Doch wieder hoffte er, daß die Schwierigkeiten mit der Censur sich legen würden. Diese
in ihm wechselnden Stimmungen sprach er am 1. Januar 1811 seinem Freunde Friedrich
Schulz brieflich aus.
Die Schwierigkeiten mit der Censur legten sich aber nicht, sondern
drückten immer härter. Keiner von Kleists Freunden konnte helfen. Der arme
Kerl, schrieb Arnim auf Neujahr 1811 an Wilhelm Grimm nach Cassel, hat seine
bittre Noth mit der Censur, der wegen einiger dem hiesigen Ministerio anstößiger
Aufsätze beinahe gar nichts mehr abdrucken darf.
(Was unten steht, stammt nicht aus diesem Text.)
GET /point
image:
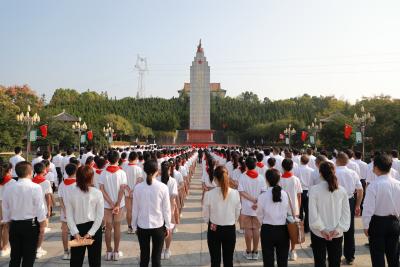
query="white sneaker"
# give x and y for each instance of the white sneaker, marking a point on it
(40, 253)
(292, 255)
(163, 254)
(5, 253)
(109, 256)
(167, 254)
(66, 256)
(116, 256)
(248, 255)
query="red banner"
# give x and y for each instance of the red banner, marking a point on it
(43, 130)
(304, 135)
(90, 135)
(347, 131)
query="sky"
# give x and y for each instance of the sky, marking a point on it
(274, 48)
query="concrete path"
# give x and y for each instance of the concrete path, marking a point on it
(189, 246)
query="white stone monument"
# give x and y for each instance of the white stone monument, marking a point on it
(199, 130)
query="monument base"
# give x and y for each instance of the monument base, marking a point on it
(200, 137)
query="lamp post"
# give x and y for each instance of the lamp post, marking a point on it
(108, 131)
(315, 128)
(79, 127)
(29, 121)
(362, 122)
(289, 132)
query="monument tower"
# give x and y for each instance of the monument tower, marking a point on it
(199, 130)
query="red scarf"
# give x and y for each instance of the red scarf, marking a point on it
(69, 181)
(113, 168)
(38, 179)
(6, 179)
(287, 174)
(252, 174)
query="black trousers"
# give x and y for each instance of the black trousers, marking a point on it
(349, 248)
(94, 251)
(384, 240)
(304, 210)
(275, 238)
(24, 236)
(157, 237)
(320, 246)
(224, 237)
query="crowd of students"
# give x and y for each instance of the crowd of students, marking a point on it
(279, 186)
(147, 187)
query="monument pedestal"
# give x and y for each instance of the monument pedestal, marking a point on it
(200, 136)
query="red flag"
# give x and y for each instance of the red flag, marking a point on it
(304, 135)
(43, 130)
(90, 135)
(347, 131)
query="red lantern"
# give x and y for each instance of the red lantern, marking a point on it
(347, 131)
(90, 135)
(43, 130)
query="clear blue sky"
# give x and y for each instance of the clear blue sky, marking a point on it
(277, 49)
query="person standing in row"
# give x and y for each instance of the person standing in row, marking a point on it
(24, 209)
(272, 211)
(113, 183)
(15, 159)
(350, 181)
(221, 210)
(251, 185)
(381, 214)
(5, 181)
(151, 215)
(292, 185)
(84, 206)
(329, 217)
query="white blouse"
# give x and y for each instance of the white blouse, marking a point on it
(151, 206)
(219, 211)
(82, 207)
(328, 211)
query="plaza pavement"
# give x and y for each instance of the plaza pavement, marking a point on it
(189, 246)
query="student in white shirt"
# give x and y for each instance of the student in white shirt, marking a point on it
(113, 184)
(134, 175)
(85, 210)
(381, 214)
(40, 179)
(151, 215)
(251, 184)
(173, 194)
(272, 211)
(15, 159)
(221, 210)
(304, 173)
(350, 181)
(24, 210)
(5, 181)
(329, 217)
(260, 167)
(292, 185)
(63, 189)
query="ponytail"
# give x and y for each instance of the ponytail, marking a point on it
(165, 172)
(221, 175)
(327, 171)
(150, 167)
(273, 177)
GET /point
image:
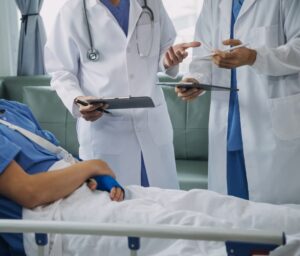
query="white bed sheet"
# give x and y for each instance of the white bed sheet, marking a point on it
(153, 205)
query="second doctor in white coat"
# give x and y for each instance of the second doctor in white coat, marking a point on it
(120, 138)
(268, 78)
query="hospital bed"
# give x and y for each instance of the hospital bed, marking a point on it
(238, 242)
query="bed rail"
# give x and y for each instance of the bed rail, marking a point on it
(134, 232)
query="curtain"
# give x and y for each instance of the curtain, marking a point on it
(9, 34)
(32, 38)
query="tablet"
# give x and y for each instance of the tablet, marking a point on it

Hättest Du wohl gedacht, daß der
Raumer, zu dem ich Dich, wenn ich nicht irre, einmal (1809) führte, einmal den Staat
durch den Staatskanzler beherrschen würde? Gruner mußte den neuen
Censuranordnungen Hardenbergs gehorchen; jede Abweichung würde eine Anzeige des ihm
aufpassenden Himly und eine Rüge zur Folge gehabt haben. Zudem wollte er sich seine
bevorstehende Beförderung aus dem undankbaren Polizeiamte, das ihm fast täglich, nach
Ausweis <141:> der Acten, von seinen vorgesetzten Dienststellen bis zum Königlichen
Cabinet hinauf persönlich nicht verdiente Mahnungen, Mißbilligungen, Verweise zuzog,
nicht gefährden; er wurde auch unter dem 5. Februar 1811 als Staatsrath in
Hardenbergs Kanzlei berufen und gewann sehr bald in Censurangelegenheiten einen
Einfluß, durch den er seinen bisherigen Quälern, namentlich Himly und Küster, reichlich
heimzahlen konnte. Die Berliner Abendblätter hielt Gruner vom 1. Januar 1811 ab
gänzlich unpolitisch. Die polizeilichen Tages-Mittheilungen und Bülletins der
öffentlichen Blätter, die bisher als Anhängsel behandelt waren, drängen sich jetzt
anschwellend an die Spitze der einzelnen Stücke; und nur noch mit einer Anekdote,
Erzählung und Betrachtung, meist von sich selbst, seltener von seinen Freunden, sucht
Kleist Anfangs noch jedem Stücke Etwas zu geben, das im Sinne seiner Weltanschauung Werth
und Wirkung habe. Aus den Ministerien und der Staatskanzlei ging kein einziger Artikel
ein. Die Versprechungen, die man Kleist gemacht hatte, sind nicht gehalten worden.